Causal Analysis in Theory and Practice

December 22, 2014

Flowers of the First Law of Causal Inference

Filed under: Counterfactual,Definition,General,structural equations — judea @ 5:22 am

Flower 1 — Seeing counterfactuals in graphs

Some critics of structural equations models and their associated graphs have complained that those graphs depict only observable variables but: “You can’t see the counterfactuals in the graph.” I will soon show that this is not the case; counterfactuals can in fact be seen in the graph, and I regard it as one of many flowers blooming out of the First Law of Causal Inference (see here). But, first, let us ask why anyone would be interested in locating counterfactuals in the graph.

This is not a rhetorical question. Those who deny the usefulness of graphs will surely not yearn to find counterfactuals there. For example, researchers in the Imbens-Rubin camp who, ostensibly, encode all scientific knowledge in the “Science” = Pr(W,X,Y(0),Y(1)), can, theoretically, answer all questions about counterfactuals straight from the “science”; they do not need graphs.
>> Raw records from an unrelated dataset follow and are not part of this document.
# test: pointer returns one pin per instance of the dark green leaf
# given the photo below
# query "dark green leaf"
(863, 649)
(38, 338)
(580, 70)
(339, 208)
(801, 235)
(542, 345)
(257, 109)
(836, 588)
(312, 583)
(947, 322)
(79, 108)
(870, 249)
On the other extreme we have students of SEM, for whom counterfactuals are but byproducts of the structural model (as the First Law dictates); so, they too do not need to see counterfactuals explicitly in their graphs. For these researchers, policy intervention questions do not require counterfactuals, because those can be answered directly from the SEM-graph, in which the nodes are observed variables. The same applies to most counterfactual questions, for example, the effect of treatment on the treated (ETT) and mediation problems; graphical criteria have been developed to determine their identification conditions, as well as their resulting estimands (see here and here).

So, who needs to see counterfactual variables explicitly in the graph?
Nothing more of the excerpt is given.